Cotton company in Uganda

Illuminati II is a cotton company producing goods made out of organic and fair trade cotton grown in Uganda. The company is owned by the holding company "Noir Illuminati II Holding", established by Danish fashion designer Peter Ingwersen in 2005 with the aim of ensuring socially sustainable practices by controlling aspects of the supply chain. The company's two fashion lines, Noir and Bllack Noir distribute the company's products.

== History ==

NOIR logo designed as an ambigram

Peter Ingwersen founded Noir in 2005. Due to certain difficulties in finding organic yarn goods, Noir was compelled to produce its own fabrics to ensure all links of the supply chain could fulfil the regiment of the code of conduct. Illuminati II was founded to supply the fashion brand with organic and fair trade cotton textiles, as well as refining and improving the quality of the cotton produced in Uganda to obtain a quality which was applicable for a luxury brand. The company's name, Illuminati, was chosen in reference to the act of shedding light to establish themselves as an alternative, in contrast to the rival companies operating through exploitation of the environment and poor labour conditions.

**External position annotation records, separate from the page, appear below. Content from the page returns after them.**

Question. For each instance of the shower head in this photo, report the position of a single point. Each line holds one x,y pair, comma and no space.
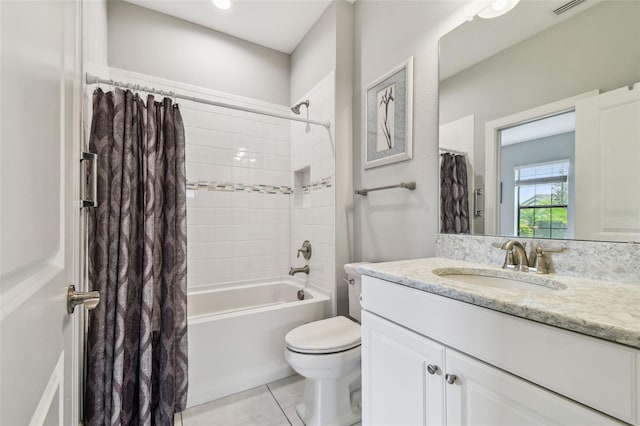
296,108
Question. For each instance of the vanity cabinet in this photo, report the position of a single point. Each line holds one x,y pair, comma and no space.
431,360
402,378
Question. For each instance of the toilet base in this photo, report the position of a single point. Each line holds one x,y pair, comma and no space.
331,402
331,389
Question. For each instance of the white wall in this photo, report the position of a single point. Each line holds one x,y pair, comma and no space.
531,68
400,224
315,55
152,43
343,140
94,39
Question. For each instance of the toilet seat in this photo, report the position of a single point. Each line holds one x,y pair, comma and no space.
326,336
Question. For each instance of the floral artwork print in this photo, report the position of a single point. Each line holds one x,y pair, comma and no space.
388,113
386,118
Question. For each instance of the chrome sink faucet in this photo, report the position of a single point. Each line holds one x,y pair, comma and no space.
516,256
304,269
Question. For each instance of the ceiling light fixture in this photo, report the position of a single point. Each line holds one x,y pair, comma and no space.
222,4
498,8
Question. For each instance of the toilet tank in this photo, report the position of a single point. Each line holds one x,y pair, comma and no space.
354,281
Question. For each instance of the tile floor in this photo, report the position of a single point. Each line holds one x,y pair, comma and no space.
268,405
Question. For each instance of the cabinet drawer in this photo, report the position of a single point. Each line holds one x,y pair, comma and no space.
599,374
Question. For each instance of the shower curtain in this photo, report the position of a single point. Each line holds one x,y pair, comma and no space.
454,195
137,336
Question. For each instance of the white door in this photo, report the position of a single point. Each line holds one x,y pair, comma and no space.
484,395
39,120
402,376
607,157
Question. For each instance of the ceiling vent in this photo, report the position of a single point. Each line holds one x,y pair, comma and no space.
567,6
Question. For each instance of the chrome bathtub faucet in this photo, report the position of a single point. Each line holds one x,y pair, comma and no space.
304,269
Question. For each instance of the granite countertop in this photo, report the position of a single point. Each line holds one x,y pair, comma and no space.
602,309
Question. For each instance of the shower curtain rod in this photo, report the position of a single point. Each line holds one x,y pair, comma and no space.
92,79
452,151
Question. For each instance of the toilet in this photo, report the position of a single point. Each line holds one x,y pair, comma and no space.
327,354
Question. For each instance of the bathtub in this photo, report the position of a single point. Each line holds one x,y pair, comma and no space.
236,333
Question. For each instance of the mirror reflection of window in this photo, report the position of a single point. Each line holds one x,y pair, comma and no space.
537,201
542,200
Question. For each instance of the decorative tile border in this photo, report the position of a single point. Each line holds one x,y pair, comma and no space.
324,183
238,187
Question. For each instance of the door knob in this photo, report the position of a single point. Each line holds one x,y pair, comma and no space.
89,299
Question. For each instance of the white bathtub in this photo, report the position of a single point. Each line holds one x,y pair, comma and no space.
236,334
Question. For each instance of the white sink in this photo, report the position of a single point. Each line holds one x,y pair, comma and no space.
500,278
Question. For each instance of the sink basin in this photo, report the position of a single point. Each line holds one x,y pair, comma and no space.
500,278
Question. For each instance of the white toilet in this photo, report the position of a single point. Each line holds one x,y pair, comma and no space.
327,354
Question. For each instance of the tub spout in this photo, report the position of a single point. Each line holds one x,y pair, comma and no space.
304,269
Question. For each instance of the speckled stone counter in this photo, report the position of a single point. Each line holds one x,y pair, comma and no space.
603,309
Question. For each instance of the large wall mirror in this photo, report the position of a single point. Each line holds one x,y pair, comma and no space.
540,122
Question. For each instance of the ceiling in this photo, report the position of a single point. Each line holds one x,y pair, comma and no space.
276,24
481,38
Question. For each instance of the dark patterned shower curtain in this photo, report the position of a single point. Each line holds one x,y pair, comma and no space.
137,337
454,195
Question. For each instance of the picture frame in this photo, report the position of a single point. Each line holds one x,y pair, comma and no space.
388,135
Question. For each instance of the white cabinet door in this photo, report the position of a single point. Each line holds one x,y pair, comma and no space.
397,387
485,395
40,128
607,156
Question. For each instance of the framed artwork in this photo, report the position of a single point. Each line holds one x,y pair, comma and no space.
389,117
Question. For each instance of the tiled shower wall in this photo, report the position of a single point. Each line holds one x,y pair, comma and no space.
313,204
238,173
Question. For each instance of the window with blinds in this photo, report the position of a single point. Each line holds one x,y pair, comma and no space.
542,197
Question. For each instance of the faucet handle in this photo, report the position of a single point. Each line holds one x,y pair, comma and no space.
305,250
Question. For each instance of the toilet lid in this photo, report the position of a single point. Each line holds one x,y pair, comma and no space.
325,336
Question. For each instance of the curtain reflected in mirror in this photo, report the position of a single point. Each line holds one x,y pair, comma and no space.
546,108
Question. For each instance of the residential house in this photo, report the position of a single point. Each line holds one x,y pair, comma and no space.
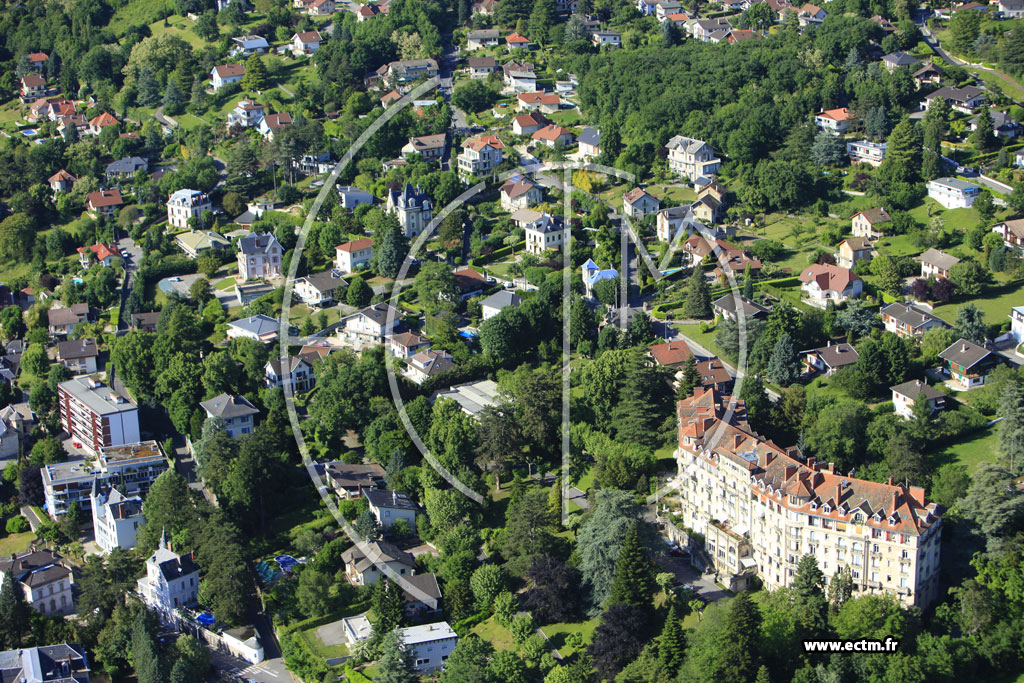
408,344
730,482
835,121
469,282
515,41
638,203
590,142
1001,124
101,253
905,395
414,208
606,38
184,205
1012,232
480,155
692,158
966,99
481,67
132,467
969,364
305,42
103,202
350,197
935,262
1012,9
672,354
828,358
366,12
348,481
45,664
811,15
425,596
171,582
553,136
61,181
224,74
239,415
527,124
927,75
37,60
79,355
899,59
547,102
61,322
519,191
248,45
852,250
429,146
296,373
247,114
519,77
952,193
125,168
116,517
390,506
867,223
497,302
905,319
726,307
33,86
318,289
271,123
259,256
351,256
865,152
144,322
45,581
1016,326
197,243
361,562
399,74
823,283
260,328
592,274
429,644
371,325
544,233
104,120
481,38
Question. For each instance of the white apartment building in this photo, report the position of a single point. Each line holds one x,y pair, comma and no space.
413,207
132,468
186,204
95,415
171,581
762,509
952,193
692,158
116,517
44,579
480,155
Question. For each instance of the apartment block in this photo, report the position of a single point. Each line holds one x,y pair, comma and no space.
761,508
95,415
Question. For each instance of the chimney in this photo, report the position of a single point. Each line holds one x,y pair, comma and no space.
918,494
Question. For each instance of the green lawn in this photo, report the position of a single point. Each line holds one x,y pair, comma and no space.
975,450
995,305
496,634
15,543
556,634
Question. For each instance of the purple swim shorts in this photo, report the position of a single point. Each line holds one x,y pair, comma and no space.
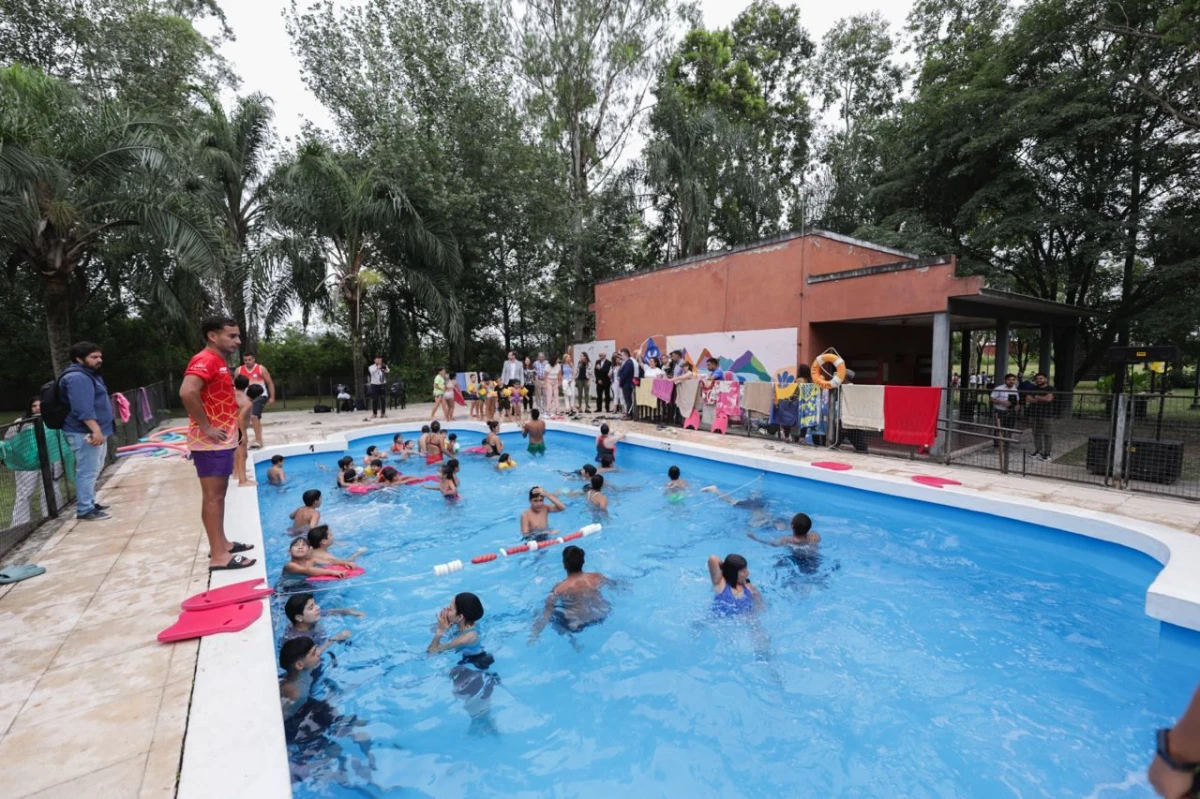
213,463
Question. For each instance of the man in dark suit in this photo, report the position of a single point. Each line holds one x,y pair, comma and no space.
625,377
604,382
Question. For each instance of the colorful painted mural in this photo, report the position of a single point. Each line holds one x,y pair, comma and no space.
750,354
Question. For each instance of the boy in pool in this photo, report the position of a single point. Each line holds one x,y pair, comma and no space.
535,431
305,564
802,534
321,538
275,474
307,516
473,683
594,492
245,406
304,617
535,520
675,482
576,602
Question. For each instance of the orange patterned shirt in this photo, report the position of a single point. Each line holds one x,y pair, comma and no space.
219,400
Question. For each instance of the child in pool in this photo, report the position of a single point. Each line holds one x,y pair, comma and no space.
275,474
307,516
400,446
304,617
448,481
594,492
733,594
321,538
675,484
373,454
473,683
496,446
305,563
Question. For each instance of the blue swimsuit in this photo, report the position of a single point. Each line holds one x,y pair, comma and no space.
726,604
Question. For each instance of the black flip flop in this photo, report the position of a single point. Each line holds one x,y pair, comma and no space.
235,562
238,546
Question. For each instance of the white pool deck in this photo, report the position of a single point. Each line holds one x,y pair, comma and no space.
91,704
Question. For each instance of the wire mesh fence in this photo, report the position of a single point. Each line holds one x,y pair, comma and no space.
37,466
36,478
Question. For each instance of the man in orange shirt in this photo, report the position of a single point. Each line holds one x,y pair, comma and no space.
211,404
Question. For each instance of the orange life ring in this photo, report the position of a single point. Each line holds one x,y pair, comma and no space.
819,376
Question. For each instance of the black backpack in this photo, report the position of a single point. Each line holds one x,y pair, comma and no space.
55,407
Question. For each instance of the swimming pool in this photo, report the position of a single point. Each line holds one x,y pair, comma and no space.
933,652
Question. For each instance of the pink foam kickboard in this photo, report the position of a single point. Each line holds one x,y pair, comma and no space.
227,618
243,592
935,482
833,466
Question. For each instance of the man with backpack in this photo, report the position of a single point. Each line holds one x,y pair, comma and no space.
87,424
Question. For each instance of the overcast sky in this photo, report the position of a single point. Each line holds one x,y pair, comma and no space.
262,53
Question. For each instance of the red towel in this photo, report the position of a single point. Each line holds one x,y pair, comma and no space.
910,414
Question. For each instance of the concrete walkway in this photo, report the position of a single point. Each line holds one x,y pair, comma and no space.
91,704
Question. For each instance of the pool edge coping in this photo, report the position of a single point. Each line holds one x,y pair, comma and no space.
234,744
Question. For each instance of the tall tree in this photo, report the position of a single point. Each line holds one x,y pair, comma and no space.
76,176
232,158
360,221
589,65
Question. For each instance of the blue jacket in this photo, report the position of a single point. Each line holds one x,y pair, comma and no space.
88,396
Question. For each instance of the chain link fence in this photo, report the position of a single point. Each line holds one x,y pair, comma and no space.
37,467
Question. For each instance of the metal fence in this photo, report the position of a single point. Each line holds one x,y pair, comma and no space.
37,468
1144,442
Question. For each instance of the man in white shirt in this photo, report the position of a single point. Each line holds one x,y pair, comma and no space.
511,371
539,368
377,382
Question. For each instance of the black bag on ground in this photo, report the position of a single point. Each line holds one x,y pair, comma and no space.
55,407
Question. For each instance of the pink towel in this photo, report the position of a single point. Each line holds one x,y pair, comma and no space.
663,389
123,407
910,414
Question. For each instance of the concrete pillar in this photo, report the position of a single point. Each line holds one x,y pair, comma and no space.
1044,360
1001,360
940,374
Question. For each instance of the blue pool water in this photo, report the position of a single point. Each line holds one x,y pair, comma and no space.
931,653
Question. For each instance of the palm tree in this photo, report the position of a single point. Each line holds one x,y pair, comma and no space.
76,175
359,220
232,151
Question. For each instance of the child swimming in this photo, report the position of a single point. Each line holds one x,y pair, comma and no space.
307,516
275,474
304,617
732,592
321,538
304,563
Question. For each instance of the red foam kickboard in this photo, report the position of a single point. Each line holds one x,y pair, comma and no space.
227,618
935,482
243,592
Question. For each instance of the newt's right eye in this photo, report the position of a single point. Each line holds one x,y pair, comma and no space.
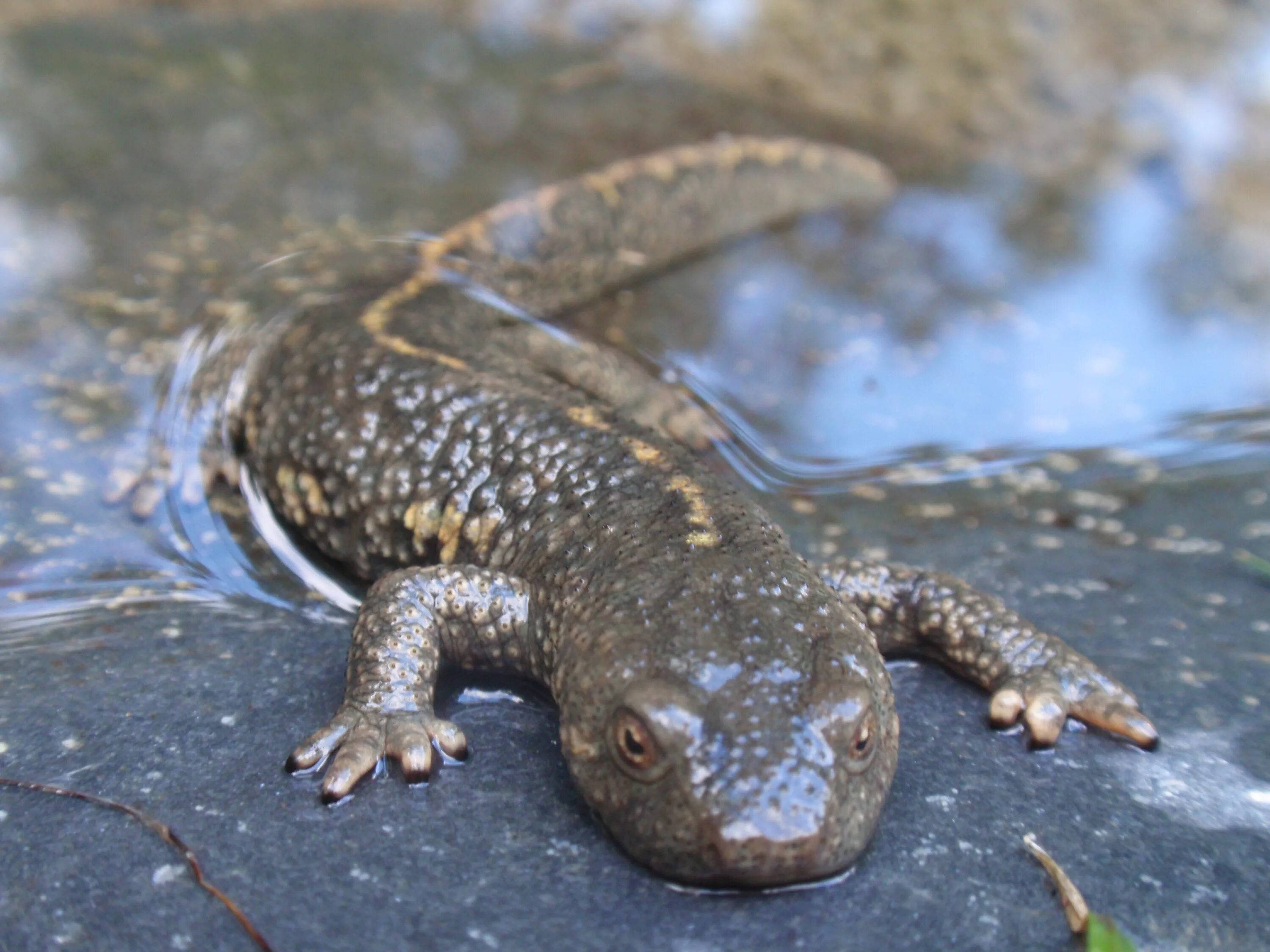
634,744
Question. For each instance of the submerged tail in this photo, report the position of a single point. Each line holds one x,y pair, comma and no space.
566,244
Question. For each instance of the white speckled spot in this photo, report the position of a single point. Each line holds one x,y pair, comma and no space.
1195,780
166,874
479,936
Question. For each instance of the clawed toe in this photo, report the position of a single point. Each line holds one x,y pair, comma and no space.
1118,718
360,739
1044,710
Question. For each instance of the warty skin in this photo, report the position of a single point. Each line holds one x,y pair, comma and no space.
527,506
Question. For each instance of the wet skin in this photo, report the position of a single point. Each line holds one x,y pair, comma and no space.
524,504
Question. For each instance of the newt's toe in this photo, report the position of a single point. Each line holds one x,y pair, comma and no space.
360,738
1046,715
1118,716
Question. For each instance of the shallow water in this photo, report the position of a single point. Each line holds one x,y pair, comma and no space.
1055,384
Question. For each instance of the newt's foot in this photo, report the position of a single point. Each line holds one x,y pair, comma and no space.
1047,699
360,737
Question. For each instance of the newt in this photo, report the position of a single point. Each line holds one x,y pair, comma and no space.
526,506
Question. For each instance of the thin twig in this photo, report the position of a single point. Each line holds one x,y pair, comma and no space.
164,832
1074,903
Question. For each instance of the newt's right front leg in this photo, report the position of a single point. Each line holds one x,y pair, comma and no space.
411,621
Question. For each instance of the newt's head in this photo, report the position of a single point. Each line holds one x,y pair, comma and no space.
751,743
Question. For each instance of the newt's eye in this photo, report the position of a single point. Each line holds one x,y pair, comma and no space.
864,742
634,744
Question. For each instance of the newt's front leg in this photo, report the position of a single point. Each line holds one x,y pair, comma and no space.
411,621
1029,673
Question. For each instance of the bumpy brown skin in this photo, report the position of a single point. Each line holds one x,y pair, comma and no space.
723,704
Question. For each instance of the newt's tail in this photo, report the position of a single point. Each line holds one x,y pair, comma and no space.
566,244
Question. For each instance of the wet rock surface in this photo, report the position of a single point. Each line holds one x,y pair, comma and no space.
152,160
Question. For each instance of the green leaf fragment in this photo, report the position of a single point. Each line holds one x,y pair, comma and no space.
1103,936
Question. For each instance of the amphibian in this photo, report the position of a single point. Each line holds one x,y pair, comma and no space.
526,506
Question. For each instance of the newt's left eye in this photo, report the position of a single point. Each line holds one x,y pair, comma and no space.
864,742
634,744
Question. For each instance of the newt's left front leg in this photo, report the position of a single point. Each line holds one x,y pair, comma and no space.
1029,673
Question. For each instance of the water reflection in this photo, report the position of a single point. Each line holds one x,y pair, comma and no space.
973,346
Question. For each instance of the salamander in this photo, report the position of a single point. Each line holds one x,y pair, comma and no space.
519,503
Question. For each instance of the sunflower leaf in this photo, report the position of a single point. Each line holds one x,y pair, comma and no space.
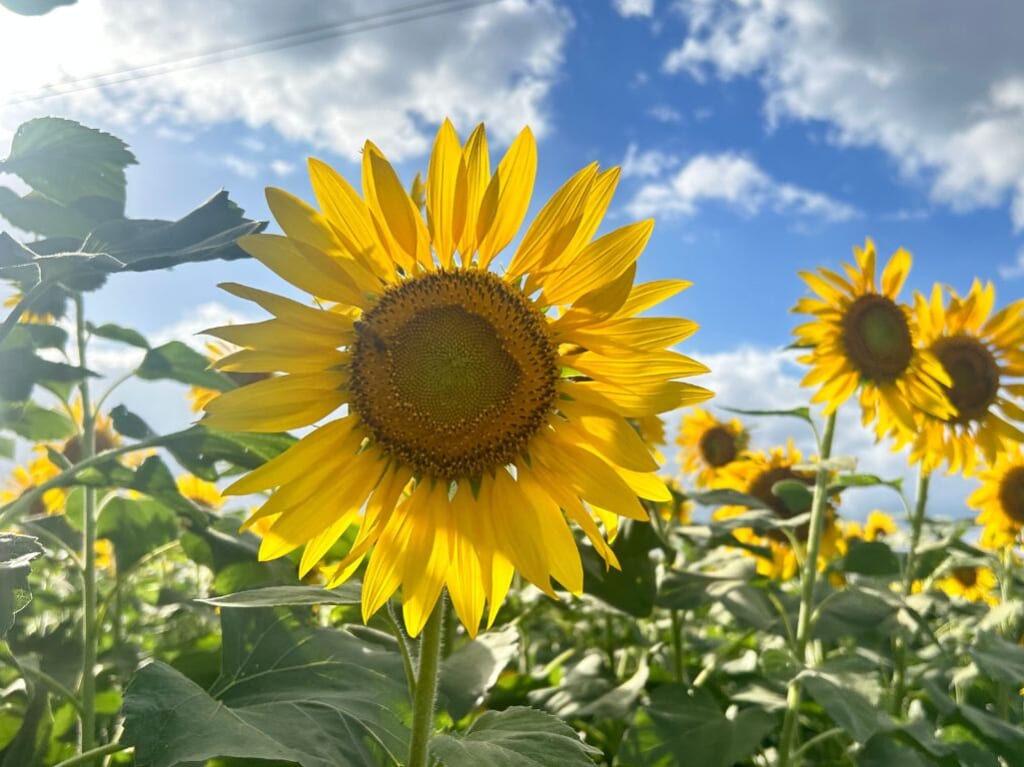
515,737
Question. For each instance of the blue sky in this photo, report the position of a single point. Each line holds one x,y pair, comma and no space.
765,137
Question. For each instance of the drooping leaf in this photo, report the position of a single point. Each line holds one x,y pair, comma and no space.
679,729
471,671
288,596
67,161
16,552
281,682
515,737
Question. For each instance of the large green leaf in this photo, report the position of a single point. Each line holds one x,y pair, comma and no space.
633,588
67,161
316,696
514,737
679,729
471,671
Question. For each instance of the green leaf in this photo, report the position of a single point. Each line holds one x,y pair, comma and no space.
37,424
998,658
316,696
118,333
205,233
16,552
847,708
632,589
291,596
178,361
869,558
471,671
130,425
200,449
66,161
135,526
515,737
679,729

In 2008, Noir presented its cotton-made designs at Estethica, the eco-sustainable initiative organized by the British Fashion Council during both London Fashion Week and Copenhagen Fashion Week. In 2009 and 2010, Noir won Ethical Brand of the Year at the DANSK Fashion Awards.

==Supply chain==
The company's cotton is grown in the Gulu district of northern Uganda in partnership with Bruce Robertson from Gulu Agricultural Development Ltd, which is responsible for day-to-day work with farmers, supporting and supervising the cultivation and harvest. Bruce Robertson currently works with 10,000 farmers in Uganda, organized into a cooperative. Outside of cotton, the farmers also have been growing other crops like chilli and sesame. Once the harvest is over, the farmers sell their crop to Gulu Agricultural Development Ltd. who then pays for the harvest by the fair trade principles. The crop is certified by Union. Once the cotton is spun into yarn locally in Kampala, the capital of Uganda, the yarn is transported to Turkey and woven into the final Illuminati II fabrics.

== Mission statement ==
The company aims to support smallholder farmers in Uganda and to eventually maintain its entire production line in the country. The fair trade certification of the cotton ensures a fair price and focus on good working conditions for the farmers and respect for the local communities involved. CSR is implemented by adherence to the principles of the UN Global Compact. The local partner, Bruce Robertson, is certified by Union, which ensures Robertson adheres to ILO conventions and the farmers get a fair price for their crop.

All textile processing chemicals used by Illuminati II have GOTS certificates (Global Organic Textile Standard). Illuminati II has been accepted into Material ConneXion's library of innovative materials.